April 21, 2008 / 10:48 PM / 11 years ago

Amid boom, Peru cenbank might further tighten policy

LIMA, April 21 (Reuters) - Peru’s Central Bank President Julio Velarde said on Monday the bank could further raise reserve requirements for bank accounts owned by foreign investment funds, to curb inflows of so-called hot money as the Andean economy booms.

Earlier this month, the bank said it would raise the requirements on these accounts to 120 percent from 40 percent, starting in May, in order to slow foreign flows, entering Peru to take advantage of the surging sol PEN=PE, the local currency.

The bank has said it wants to slow the sol’s appreciation, which could cause trouble for banks and lenders if the sol were to enter a depreciation cycle.

“We will not hesitate to raise (the requirements) to 150, 200, 240, 500 700, 1,000 percent — this is the message,” said Velarde.

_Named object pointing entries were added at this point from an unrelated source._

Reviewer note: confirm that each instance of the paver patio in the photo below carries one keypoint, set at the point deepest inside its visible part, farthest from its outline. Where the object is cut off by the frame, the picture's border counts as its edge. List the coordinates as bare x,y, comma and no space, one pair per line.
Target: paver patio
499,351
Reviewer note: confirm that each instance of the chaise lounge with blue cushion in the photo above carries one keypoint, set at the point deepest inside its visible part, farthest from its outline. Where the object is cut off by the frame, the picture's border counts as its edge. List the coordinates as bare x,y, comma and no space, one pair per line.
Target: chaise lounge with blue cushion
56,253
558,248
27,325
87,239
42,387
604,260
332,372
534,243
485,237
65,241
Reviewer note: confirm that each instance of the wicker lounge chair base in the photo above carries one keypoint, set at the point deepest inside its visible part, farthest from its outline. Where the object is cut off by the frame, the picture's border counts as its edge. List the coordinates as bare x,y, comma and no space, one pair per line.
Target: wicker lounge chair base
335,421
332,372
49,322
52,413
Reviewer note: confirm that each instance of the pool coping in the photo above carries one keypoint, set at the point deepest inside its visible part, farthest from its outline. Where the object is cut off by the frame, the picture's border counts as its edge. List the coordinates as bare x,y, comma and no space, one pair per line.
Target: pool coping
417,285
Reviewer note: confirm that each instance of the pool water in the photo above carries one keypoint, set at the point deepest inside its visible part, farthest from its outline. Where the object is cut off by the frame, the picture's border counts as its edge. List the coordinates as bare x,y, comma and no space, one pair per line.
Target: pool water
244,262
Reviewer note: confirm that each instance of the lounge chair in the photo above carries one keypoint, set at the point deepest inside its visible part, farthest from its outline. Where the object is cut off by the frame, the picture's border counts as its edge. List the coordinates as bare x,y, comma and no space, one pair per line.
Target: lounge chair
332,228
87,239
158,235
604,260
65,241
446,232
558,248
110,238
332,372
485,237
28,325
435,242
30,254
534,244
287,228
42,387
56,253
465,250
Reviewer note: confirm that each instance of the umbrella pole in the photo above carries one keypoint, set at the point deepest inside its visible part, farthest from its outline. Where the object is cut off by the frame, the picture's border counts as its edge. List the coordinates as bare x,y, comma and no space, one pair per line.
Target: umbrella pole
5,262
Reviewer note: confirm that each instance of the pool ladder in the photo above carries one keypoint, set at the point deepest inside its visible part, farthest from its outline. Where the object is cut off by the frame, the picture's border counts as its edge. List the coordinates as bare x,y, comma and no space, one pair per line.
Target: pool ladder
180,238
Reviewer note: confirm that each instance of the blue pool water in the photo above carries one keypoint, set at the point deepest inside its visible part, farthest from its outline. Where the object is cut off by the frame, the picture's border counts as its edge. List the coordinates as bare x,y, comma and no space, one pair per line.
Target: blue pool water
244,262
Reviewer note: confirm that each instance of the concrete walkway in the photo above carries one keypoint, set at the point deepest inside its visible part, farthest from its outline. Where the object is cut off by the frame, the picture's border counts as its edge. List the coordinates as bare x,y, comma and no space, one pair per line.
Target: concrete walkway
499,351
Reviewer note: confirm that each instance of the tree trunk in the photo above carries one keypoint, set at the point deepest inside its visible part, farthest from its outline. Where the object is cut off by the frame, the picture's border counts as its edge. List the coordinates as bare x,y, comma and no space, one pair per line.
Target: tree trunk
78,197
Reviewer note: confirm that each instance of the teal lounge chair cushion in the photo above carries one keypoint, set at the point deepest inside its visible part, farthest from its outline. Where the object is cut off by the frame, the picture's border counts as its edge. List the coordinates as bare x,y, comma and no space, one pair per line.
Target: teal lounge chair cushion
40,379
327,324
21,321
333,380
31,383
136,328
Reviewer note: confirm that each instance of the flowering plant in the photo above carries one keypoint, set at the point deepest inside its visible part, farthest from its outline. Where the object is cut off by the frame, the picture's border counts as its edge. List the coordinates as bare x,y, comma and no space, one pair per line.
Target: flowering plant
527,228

Most analysts expect the sol to continue to gain on sound economic fundamentals, despite the bank’s moves to squeeze speculative capital out of the market, though the currency fell on Monday and the exchange rate has been volatile since the rule change on reserve requirements was announced.

Also on Monday, Velarde said Peru will likely grow 8 percent in 2008, raising an earlier projection of 7.5 percent.

Last year, Peru’s economy, one of the fastest-growing in the world, expanded some 9 percent, pushed by strong internal demand.

Peru’s economy grew 10.06 percent in January and 11.92 percent in February of this year.

Velarde upped his estimate of Peru’s first-quarter growth in 2008 to 10.3 percent, from 9.5 percent.

But as the country enjoys double-digit growth, some officials and analysts worry whether the boom might be too much, too soon.

In an interview with Reuters late last month, Velarde recognized the economy could overheat if internal demand continues to surge.

Also, inflation, as measured as a price index for metropolitan Lima, has started to pick up, swelling some 2.18 percent in the first three months of 2008.

In the 12 months that ended in March, inflation hit 5.5 percent.